The fact that Karna is killed by his own brother is significant. Nala often tells her children ‘If you swim, swim together. If you sink, sink together.’ Yet Nala repeatedly makes choices that preference Priya over Dhara. She admits that ‘Priya and Nandan belonged to her more deeply than Dhara, as much as she had tried to love this child as her own.’ Through Nala, Chandran exposes an inconvenient truth of human nature - that we inevitably construct categories of ‘self/other’, ‘us/them’ and ‘family/not family’. And so, Dhara, just like Karna, remains an outsider in her own family, and the Tamil people remain outsiders in their own land.
The imagery of Sūrya, the Sun God, as the dispeller of darkness, is used repeatedly throughout the book. Chandran utilises the symbol of the ‘rising sun’ not as an expression of the victory of good over evil, but rather the victory of truth and knowledge over ignorance. Therefore, the book, Song of the Sun God, offers us a chance to bear witness to the truth; and not just observe, but assess and examine this truth in the ‘light of day’. This is important in a post-war context of ongoing violence and occupation, and the reality that many of the underlying reasons for discrimination against minority communities persist in Sri Lanka today. Meanwhile, the genocidal character of the wartime atrocities remains only partially acknowledged. The failure of the United Nations and the international community to implement mechanisms of accountability for the mass atrocities committed is well documented.
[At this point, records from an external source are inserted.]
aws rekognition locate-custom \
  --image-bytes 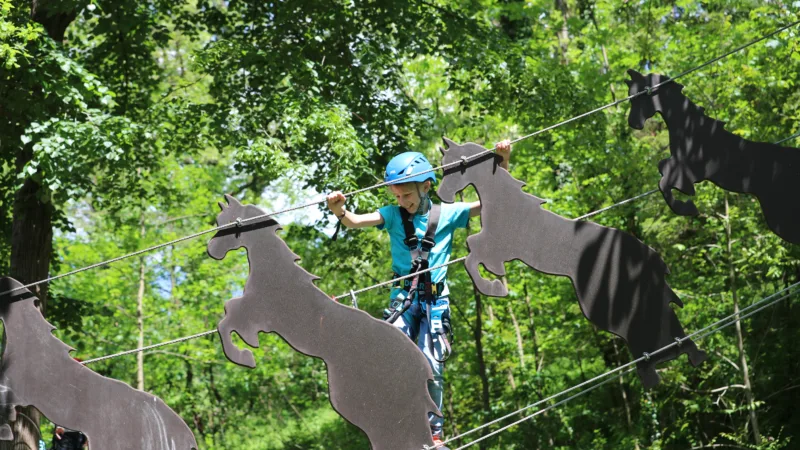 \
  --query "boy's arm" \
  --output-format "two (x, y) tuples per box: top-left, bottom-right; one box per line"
(469, 139), (511, 217)
(467, 202), (481, 218)
(328, 191), (383, 228)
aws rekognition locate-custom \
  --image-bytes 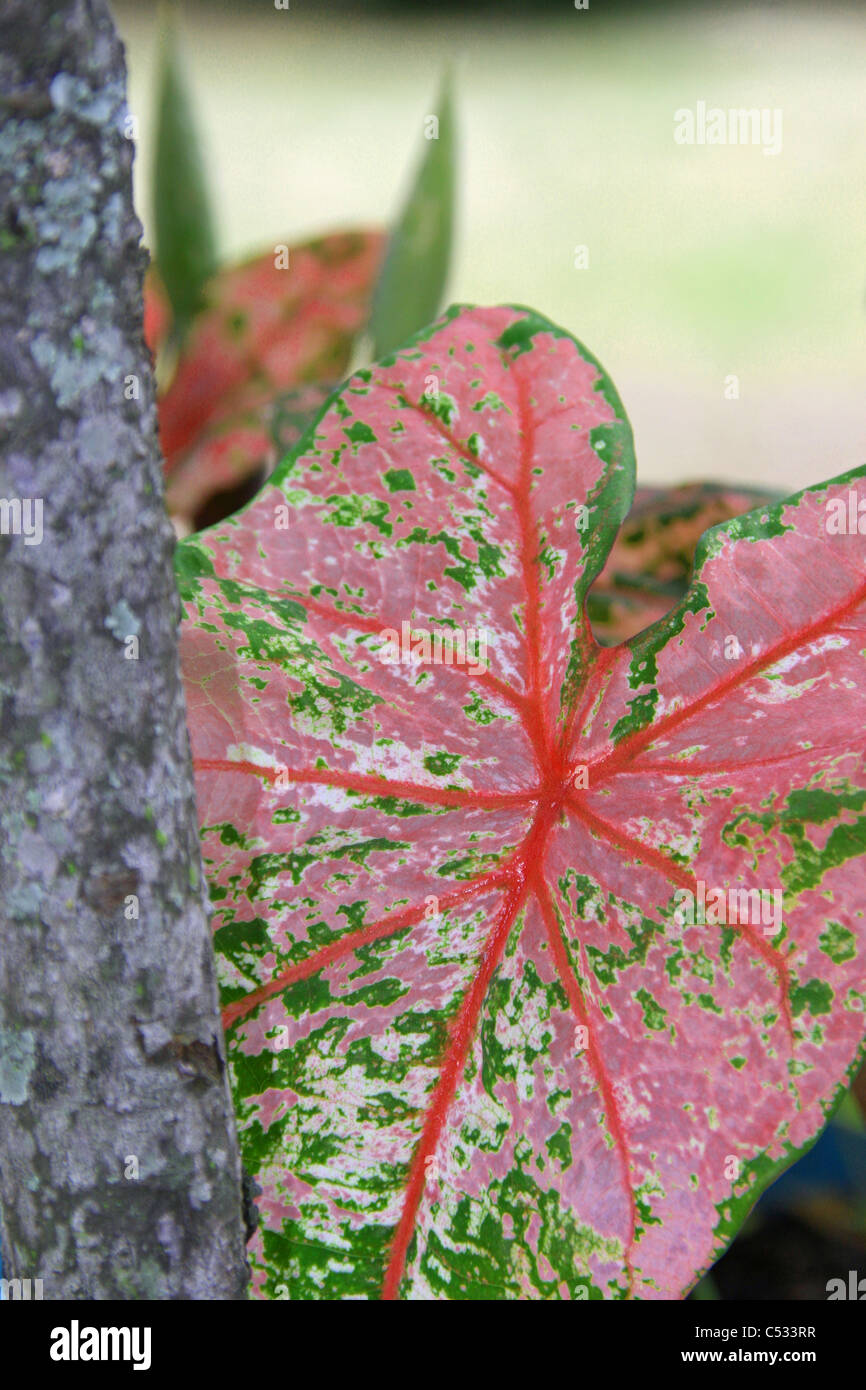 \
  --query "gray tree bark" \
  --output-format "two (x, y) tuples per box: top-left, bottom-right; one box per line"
(0, 0), (247, 1300)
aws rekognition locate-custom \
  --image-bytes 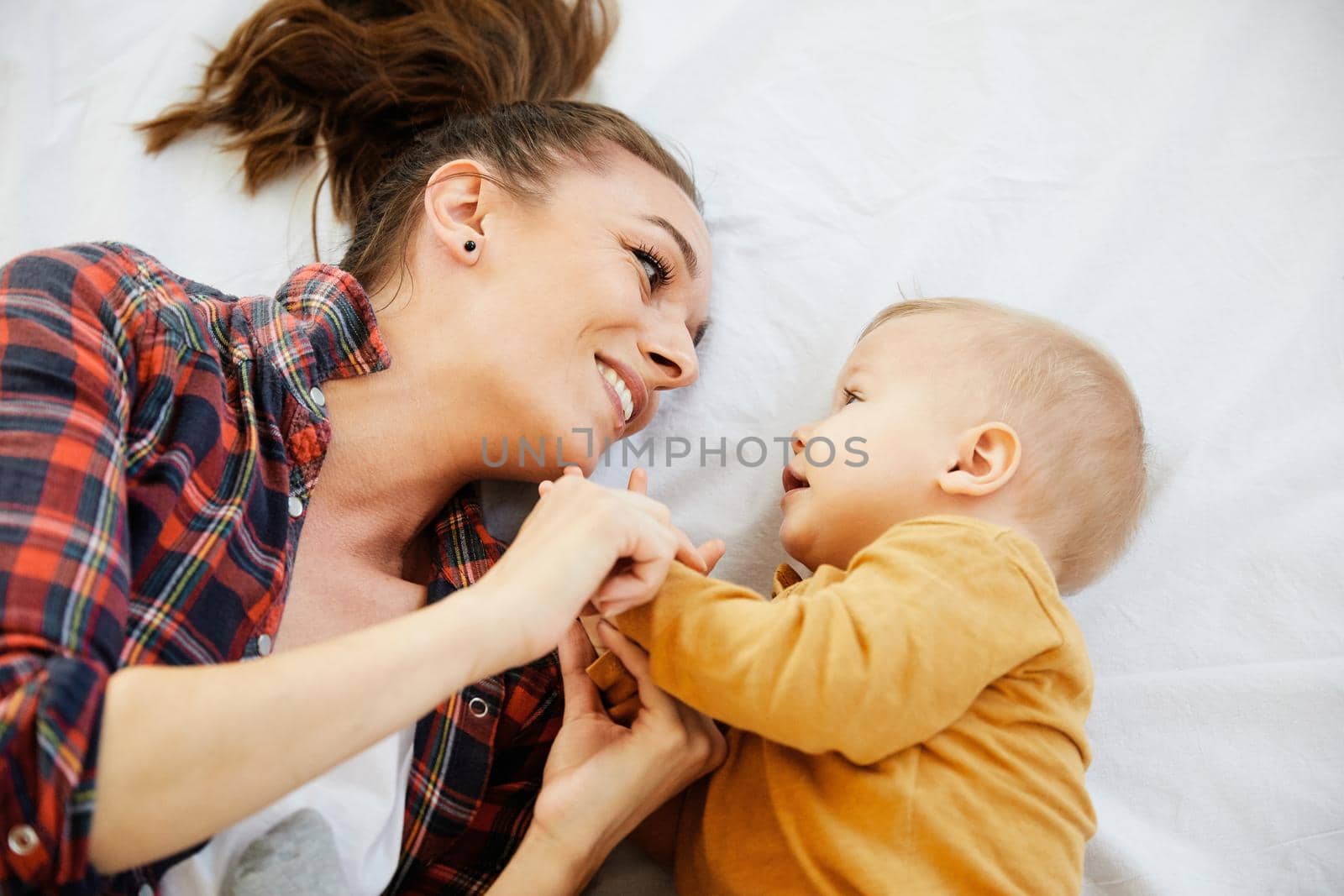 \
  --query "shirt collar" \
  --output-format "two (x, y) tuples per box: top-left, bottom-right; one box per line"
(428, 482), (506, 603)
(267, 265), (392, 385)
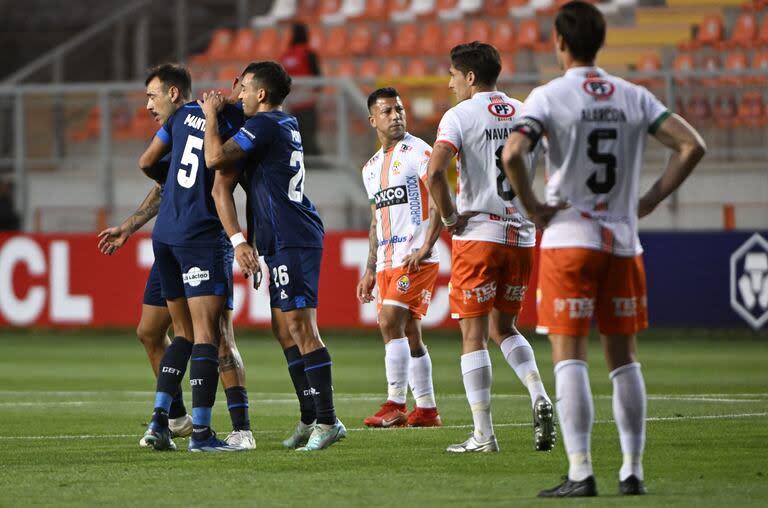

Tens of thousands of Tamils are still missing. The majority of them were taken away by government forces, never to be seen or heard from ever again. Despite their heartbroken and brave mothers protesting for over 850 days demanding answers, the authorities have maintained their silence.
It feels as though the moment for this book has arrived. Though the story is a tragic one, the symbolism of the rising sun provides hope, as it gestures that truth and justice will eventually prevail. Songs of the Sun God truly is, as Chandran intended it, a “love letter to her ancestors”, and to Tamil people everywhere.